Driscoll gave her a slight, very male-satisfaction smile. “It gets better, sweetheart. Hold on.”
He continued to plunder her mouth as his fingers played with her sex. She grew agitated, restless. She needed more. “I, I feel as if I need something, Driscoll.”
“I know love, just lie back, let me do the work.”
She had no idea what he meant; all she knew was she didn’t want him to stop doing whatever it was he was doing to her body. To her soul. She thrust her hips forward, pushing her mound against his hand, searching, reaching. “Please.”
“Shh, Amelia. Relax. Don’t try so hard.” He kissed her, which distracted her very little from where his fingers were busy. Finally, she groaned and pulled him closer, holding him tight as the most wonderful feeling swept over her, coming in waves that she never wanted to end. Her lips were dry, her lungs gasping for air.
She collapsed back onto the bed, and slowly opened her eyes to see Driscoll staring at her with an expression on his face that terrified her.
Oh dear, what have I done?
14
“I found the bitch.” Daniel Lyons dropped into the chair alongside Randolph at White’s where he was enjoying a glass of brandy with Sir John Devlin.
“Amelia?” Randolph almost spewed out his brandy at Lyons’ blasé announcement.
“The very one.” Lyons signaled the footman to bring a drink.
Randolph was practically speechless.
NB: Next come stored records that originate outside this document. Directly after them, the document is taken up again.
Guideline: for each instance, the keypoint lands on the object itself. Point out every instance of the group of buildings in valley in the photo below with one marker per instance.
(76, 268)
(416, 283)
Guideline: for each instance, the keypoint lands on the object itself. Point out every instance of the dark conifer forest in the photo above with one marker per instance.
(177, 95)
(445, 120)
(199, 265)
They’d spent weeks scouring London looking for his stepsister and here Daniel just casually drops the information. “Where?”
Lyons took a sip of his brandy and leaned back, a cat-who-stole-the-cream look on his face. “At the Rose Room.”
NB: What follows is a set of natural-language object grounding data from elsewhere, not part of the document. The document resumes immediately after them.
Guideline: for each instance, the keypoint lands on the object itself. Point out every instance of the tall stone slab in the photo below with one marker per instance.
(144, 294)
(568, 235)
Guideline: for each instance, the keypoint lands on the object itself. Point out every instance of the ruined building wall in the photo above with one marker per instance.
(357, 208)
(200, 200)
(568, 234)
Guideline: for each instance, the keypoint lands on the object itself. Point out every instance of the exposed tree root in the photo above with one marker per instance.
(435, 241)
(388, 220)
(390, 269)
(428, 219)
“The gaming club?” Devlin asked.
“Yes. She’s a dealer.”
If Lyons had announced that Amelia was working as a whore in the stews at Seven Dials, he wouldn’t have been more surprised. How the bloody hell did she end up in one of the most well-known gaming clubs in all of London?
He hadn’t realized he’d mumbled it out loud until Lyons said, “I have no idea, but there she was—wearing a mask I might add—and dealing at the vingt-et-un table.”
Devlin looked between the two men. “What’s this all about?”
Lyons gulped the last of the brandy from his snifter and waved at the footman for a refill. “Just leave the bottle,” he said when the man arrived. Then he turned to Devlin. “Our friend here wagered his stepsister in a card game. He lost—” he grinned at Randolph, “and I won.”
Devlin frowned. “Won in what way?”
Lyons grinned. “She’s now my mistress.”
“You have her?” Randolph finally found his voice after grasping Lyons’s words. He pushed back on the slight feeling of guilt that crawled its way into his thoughts. Since he could no longer afford to keep the girl fed and clothed, and with her dowry long gone, she was better off with Lyons. At least he wasn’t a mean man and would not require her to do things that would hurt her.
Lyons shook his head. “No. It wasn’t possible for me to just lean across the table and grab her. I mean there must be some dignity to this whole thing. Besides, one of the Rose brothers had his eyes fixed on her almost all night.”
Devlin looked back and forth between the two men and leaning back let out a low whistle. “Isn’t there some sort of a law against that?”
Randolph drew himself up in indignation. “It was a wager between two gentlemen.” Bugger it, why did the man have to even be here while they had this conversation? If Randolph intended to find himself a wealthy wife, it would not do to have this information bandied about.
“Between two gentlemen, you say? Clearly your stepsister didn’t agree, or she would not have disappeared.”
Randolph gritted his teeth. Judgmental fool. “No matter. She will do as she is told. She has—or so I thought—no other choices. I have been providing for her since my father died, but with my own funds quite low, it was time for her to pay me back.”
Having dismissed Sir John’s disapproving stance, he turned to Lyons. “Since she’s now turned up at The Rose Room, all we need do is snatch her one night when the place closes.”
Lyons pulled out his pocket watch and stood. “Perhaps. Right now, I must be off. I have an appointment with my tailor. I will call on you later tonight, Newton to go over the plan to retrieve my goods.”
Randolph winced at Lyons’ choice of words but shook it off. He needed Amelia to settle this debt since he had no blunt to pay it himself.